In this exercise, it mentions splitting the table into multiple tables. Given a single table, how can we split it into multiple tables?

Answer

In this context, the tables are dataframes. Because they are dataframes, we just need to split the dataframe into separate CSV files using methods from Pandas.

The following example will split a dataframe (“table”) into separate dataframes (“tables”), and save them into separate CSV files, to make them more manageable to work with.

Example

# First, read the original CSV and store in 
# a variable. This is the original "table".
data = pd.read_csv("filename.csv")

# Split the dataframe into separate ones, by columns.
# These are the "tables".
df1 = data[['col1', 'col2']]
df2 = data[['col3', 'col4', 'col5']]
df3 = data[['col6', 'col7', 'col8']]

# Now, we just need to store these into 
# their own CSV files.
# Note: index=False is used to remove the added index column.
df1.to_csv('table1.csv', index=False)
df2.to_csv('table2.csv', index=False)
df3.to_csv('table3.csv', index=False)
8 Likes

could you split the table using the function which pulls the first 3 and the last 3 columns, assuming it’s only 6 columns long using [-3:]/ [0:3] ?

Can anyone point to a good resource on theory for setting up a dataframe from scratch? It seems like we are getting contradictory messages about what makes for a ‘good table’ with ‘useful data’. In this lesson, it stresses that a dataframe that repeats information, such as customer name, products, etc., can ultimately result in tables that are big and unmanageable.
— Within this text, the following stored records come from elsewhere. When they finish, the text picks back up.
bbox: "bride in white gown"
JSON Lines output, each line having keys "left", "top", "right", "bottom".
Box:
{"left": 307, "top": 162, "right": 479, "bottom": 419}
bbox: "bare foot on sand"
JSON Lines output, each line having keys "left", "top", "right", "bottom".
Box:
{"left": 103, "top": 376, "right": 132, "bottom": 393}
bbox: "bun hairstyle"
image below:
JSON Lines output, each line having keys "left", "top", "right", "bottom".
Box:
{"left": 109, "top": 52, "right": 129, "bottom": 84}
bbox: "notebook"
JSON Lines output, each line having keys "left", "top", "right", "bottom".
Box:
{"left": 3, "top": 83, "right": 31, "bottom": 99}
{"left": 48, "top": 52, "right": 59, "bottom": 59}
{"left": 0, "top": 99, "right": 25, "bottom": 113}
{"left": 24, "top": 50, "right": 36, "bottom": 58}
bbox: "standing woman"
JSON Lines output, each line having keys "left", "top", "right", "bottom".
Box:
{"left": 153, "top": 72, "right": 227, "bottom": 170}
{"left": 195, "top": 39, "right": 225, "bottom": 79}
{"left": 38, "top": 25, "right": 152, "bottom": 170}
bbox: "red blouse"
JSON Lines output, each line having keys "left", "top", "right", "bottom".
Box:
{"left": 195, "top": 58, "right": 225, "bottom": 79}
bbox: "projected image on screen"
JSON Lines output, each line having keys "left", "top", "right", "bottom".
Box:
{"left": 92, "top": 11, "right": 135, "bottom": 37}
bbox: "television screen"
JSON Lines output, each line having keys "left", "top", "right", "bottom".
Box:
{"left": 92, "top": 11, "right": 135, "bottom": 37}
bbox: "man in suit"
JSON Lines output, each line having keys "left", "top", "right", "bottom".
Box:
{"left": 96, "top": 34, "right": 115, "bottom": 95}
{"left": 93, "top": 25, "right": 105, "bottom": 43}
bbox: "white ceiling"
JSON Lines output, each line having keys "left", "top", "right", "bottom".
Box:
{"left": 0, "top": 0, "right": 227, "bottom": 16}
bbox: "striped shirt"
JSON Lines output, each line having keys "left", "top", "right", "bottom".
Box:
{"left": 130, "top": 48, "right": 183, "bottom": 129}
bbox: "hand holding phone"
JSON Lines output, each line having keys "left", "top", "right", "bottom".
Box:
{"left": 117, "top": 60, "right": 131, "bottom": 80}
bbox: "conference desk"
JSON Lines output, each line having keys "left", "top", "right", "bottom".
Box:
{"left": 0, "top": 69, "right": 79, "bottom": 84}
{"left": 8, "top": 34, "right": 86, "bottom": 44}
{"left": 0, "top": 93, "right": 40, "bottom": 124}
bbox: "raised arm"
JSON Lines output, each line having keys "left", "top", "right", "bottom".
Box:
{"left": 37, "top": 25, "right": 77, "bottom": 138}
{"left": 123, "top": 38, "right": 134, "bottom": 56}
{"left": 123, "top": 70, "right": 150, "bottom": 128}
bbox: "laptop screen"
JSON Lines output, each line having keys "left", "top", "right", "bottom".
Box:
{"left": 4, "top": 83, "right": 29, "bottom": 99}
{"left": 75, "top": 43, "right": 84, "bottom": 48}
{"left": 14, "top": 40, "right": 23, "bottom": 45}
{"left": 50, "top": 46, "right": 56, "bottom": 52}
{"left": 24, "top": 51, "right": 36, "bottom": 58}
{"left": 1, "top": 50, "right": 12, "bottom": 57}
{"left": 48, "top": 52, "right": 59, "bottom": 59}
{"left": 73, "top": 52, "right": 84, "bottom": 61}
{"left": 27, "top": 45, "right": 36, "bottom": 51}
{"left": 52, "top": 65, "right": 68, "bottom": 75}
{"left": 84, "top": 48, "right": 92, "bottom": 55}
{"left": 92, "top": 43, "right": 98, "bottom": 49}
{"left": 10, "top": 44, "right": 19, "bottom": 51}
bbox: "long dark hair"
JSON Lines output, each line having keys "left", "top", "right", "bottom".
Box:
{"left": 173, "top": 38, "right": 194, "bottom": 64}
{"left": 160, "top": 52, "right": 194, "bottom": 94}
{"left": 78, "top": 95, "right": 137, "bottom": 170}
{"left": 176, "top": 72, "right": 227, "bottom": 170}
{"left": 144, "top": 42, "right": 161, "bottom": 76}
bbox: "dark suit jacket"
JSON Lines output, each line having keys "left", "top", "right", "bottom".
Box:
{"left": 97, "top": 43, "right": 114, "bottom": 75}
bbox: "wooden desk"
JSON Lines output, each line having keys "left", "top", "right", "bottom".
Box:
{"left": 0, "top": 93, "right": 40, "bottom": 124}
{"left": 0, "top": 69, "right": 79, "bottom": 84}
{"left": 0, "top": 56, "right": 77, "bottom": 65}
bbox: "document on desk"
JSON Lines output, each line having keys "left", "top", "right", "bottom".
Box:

However, in other lessons that focus on ‘tidy data’, it seems to stress that this kind of repetition is actually desirable for working with the data and doing analysis. So what’s the deal? Is it the difference between efficiency of data storage vs. efficiency of data usage? What is the actual best practice here?

2 Likes

Is your question about setting up a database from scratch? A database is a collection of tables (or dataframes in Pandas). For theory behind setting up a relational database from scratch, I found this resource provided a helpful overview: https://launchschool.com/books/sql/read/table_relationships

1 Like

Some of the programming principles include things like SOC: Separation of concerns and DRY: Do not repeat yourself.
Separating data into multiple tables helps to save storage space and makes management of data easier. Imagine a customer makes 50 orders . In a single table we’ll have 50 repetitions of that customers data like house address, email, phone number. But if we use multiple table. we’ll have just one line containing the customers information then have only the customers id in the orders table repeated which we can combine with the customers table to get info of a specific customer.

1 Like

Thanks for sharing this! I completely agree. Separating data into multiple tables is a smart way to manage storage and maintain data integrity. It’s amazing how much more efficient and organized databases can be with principles like SOC and DRY. The example really illustrates the benefits well.